>Clearly, sustained low inflation implies less uncertainty about the
>future, and lower risk premiums imply higher prices of stocks and
>other earning assets. We can see that in the inverse relationship
>exhibited by price/earnings ratios and the rate of inflation in the
>past. But how do we know when irrational exuberance has unduly
>escalated asset values, which then become subject to unexpected and
>prolonged contractions as they have in Japan over the past decade?
>And how do we factor that assessment into monetary policy? We as
>central bankers need not be concerned if a collapsing financial
>asset bubble does not threaten to impair the real economy, its
>production, jobs, and price stability. Indeed, the sharp stock
>market break of 1987 had few negative consequences for the economy.
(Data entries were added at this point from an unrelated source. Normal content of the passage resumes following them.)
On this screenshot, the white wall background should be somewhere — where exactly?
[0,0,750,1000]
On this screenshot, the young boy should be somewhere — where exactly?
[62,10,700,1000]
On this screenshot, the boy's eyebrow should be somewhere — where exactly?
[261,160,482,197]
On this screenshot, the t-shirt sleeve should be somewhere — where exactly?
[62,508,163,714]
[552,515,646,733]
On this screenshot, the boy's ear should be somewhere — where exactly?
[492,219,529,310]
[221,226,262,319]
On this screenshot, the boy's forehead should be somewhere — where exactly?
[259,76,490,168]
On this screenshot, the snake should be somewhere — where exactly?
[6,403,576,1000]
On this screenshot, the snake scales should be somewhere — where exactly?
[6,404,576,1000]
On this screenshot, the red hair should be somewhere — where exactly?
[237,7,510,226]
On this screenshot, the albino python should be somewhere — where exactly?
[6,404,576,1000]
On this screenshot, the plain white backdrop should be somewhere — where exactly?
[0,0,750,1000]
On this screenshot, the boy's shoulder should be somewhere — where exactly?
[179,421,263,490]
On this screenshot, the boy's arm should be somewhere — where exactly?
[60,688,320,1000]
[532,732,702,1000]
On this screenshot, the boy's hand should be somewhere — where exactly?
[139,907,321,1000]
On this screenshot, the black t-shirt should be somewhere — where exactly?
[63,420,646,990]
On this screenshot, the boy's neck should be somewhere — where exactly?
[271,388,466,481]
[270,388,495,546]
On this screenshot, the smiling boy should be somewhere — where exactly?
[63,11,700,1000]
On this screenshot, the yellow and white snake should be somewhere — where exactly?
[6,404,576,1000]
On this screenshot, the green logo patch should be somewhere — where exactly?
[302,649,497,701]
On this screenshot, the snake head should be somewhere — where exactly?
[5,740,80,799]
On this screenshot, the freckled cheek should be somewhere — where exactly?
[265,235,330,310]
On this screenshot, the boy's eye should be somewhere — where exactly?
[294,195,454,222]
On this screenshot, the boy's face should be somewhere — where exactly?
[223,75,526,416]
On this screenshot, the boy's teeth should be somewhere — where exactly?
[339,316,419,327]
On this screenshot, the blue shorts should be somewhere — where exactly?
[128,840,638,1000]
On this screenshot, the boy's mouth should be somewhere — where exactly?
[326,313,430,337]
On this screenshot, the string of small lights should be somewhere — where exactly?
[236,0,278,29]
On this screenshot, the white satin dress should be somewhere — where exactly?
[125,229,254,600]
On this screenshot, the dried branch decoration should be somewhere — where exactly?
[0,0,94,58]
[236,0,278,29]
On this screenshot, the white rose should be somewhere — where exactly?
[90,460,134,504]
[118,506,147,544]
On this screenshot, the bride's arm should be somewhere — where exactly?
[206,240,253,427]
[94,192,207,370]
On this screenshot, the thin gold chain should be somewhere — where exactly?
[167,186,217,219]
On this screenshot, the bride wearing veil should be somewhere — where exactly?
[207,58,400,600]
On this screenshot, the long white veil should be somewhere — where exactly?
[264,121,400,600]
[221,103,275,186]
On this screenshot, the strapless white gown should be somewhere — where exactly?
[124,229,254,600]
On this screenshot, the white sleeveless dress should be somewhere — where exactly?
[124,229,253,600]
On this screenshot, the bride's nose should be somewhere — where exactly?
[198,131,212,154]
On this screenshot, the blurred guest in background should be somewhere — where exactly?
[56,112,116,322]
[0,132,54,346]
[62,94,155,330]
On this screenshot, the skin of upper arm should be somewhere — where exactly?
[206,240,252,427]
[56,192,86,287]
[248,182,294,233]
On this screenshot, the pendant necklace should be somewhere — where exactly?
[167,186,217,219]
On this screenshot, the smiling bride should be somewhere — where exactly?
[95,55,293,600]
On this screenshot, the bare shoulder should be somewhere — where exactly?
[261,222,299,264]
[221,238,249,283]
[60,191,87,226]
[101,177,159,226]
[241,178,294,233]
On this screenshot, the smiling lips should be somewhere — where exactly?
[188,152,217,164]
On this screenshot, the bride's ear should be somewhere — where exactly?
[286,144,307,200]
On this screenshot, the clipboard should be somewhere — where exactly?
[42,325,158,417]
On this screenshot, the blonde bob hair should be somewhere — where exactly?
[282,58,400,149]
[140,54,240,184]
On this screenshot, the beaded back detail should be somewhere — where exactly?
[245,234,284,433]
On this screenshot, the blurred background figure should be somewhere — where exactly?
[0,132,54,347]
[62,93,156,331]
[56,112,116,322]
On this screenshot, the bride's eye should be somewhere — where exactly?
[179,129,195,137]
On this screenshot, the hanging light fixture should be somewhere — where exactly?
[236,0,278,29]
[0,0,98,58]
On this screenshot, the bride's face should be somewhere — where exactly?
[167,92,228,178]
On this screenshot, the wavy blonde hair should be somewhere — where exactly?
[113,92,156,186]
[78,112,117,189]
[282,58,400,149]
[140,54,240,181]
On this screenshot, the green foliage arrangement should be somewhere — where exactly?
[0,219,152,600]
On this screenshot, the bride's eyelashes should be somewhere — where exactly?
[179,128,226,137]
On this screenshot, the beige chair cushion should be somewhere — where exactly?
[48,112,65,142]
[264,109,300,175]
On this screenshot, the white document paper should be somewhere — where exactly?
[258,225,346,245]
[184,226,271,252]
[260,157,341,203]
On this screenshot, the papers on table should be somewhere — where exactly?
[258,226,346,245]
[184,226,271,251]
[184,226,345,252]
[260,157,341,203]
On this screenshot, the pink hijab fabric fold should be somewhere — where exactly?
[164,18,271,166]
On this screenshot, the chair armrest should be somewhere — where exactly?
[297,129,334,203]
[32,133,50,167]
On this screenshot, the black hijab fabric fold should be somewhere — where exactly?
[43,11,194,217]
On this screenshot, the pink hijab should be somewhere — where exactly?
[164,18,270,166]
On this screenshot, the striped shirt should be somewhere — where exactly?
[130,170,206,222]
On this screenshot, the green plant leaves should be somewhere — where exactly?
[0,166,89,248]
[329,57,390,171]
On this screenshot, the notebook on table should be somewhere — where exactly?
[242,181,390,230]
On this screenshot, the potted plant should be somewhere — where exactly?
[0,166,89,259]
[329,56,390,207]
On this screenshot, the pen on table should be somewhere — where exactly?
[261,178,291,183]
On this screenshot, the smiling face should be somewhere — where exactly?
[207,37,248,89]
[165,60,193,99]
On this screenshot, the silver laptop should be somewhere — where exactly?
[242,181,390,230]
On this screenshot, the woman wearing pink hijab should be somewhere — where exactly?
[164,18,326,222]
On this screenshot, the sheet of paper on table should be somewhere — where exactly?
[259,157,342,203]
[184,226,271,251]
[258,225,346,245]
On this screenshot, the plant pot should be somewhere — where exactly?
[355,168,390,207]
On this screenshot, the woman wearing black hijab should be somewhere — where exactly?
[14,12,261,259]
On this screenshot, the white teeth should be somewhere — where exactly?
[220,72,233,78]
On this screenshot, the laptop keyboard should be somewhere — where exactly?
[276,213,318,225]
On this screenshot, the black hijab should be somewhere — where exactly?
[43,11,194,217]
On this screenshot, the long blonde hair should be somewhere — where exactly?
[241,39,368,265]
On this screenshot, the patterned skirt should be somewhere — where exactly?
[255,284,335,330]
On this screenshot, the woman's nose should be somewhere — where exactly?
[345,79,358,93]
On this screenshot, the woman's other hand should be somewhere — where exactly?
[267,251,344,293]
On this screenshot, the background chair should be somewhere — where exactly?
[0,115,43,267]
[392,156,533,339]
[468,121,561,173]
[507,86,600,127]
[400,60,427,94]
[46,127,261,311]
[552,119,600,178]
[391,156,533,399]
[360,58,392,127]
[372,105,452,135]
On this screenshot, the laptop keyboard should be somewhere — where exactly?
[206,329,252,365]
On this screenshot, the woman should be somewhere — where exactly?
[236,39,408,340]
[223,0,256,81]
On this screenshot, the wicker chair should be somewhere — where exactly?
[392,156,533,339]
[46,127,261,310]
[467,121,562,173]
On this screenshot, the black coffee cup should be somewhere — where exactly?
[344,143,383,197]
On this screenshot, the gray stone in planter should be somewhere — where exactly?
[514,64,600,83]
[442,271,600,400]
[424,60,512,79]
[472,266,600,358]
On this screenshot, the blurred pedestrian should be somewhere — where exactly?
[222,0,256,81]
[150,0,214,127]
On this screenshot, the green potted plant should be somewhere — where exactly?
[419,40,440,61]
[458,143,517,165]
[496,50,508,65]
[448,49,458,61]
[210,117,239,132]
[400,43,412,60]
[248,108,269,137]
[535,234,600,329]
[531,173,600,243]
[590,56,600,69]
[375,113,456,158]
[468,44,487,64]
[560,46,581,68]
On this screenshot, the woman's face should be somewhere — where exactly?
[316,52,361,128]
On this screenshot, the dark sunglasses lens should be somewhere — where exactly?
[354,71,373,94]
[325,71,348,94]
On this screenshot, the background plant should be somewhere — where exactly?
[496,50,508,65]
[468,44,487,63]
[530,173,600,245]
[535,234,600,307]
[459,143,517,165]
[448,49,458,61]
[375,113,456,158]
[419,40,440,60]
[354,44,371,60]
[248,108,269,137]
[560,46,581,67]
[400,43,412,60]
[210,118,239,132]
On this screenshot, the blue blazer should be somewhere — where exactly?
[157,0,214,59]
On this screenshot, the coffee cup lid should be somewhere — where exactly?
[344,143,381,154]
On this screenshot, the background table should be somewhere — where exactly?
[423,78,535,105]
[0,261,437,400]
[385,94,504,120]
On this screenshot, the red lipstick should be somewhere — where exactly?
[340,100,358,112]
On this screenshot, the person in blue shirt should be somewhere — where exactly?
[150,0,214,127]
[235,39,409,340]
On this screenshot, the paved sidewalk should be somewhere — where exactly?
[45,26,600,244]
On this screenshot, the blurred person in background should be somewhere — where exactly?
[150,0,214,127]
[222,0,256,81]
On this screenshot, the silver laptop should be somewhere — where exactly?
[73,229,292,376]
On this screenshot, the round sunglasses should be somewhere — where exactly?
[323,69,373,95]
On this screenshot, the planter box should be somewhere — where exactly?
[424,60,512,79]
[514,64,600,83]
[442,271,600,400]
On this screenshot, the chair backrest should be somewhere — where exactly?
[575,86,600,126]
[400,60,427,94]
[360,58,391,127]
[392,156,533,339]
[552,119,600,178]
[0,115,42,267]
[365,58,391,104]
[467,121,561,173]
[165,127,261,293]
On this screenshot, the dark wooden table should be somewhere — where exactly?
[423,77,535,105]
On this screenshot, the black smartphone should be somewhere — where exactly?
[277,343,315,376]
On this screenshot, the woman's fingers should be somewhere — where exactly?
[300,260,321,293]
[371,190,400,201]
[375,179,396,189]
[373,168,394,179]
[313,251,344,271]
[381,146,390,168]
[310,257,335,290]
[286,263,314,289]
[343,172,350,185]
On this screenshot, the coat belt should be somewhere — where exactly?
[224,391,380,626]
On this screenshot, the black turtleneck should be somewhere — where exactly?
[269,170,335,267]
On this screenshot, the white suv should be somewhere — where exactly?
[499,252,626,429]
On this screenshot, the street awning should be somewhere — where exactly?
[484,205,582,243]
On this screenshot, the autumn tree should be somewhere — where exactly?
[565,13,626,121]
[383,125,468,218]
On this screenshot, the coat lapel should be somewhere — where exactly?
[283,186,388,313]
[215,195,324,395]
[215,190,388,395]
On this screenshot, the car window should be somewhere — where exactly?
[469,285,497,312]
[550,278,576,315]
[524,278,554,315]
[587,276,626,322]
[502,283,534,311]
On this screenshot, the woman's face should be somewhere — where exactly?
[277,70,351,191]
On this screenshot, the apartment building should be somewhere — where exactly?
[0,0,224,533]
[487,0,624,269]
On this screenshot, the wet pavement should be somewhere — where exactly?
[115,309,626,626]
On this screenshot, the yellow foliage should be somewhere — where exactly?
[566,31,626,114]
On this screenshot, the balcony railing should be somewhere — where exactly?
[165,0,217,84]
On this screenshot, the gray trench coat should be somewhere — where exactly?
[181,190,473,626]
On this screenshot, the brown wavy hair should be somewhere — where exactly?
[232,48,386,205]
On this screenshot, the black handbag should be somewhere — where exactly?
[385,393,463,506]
>But we should not underestimate or become complacent about the
>complexity of the interactions of asset markets and the economy.
>Thus, evaluating shifts in balance sheets generally, and in asset
>prices particularly, must be an integral part of the development of
>monetary policy.
But "irrational exuberance" was the real truth of that passage, and the rest was chaff.
Back to Wolfie. Yeah, there's a difference between NK and Iraq. But even though Iraq has lots of oil, sanctions limited how much it could sell, and the oil infrastructure was ravaged by sanctions and war. The real truth of the passage is "The country swims on a sea of oil." The context is a distraction.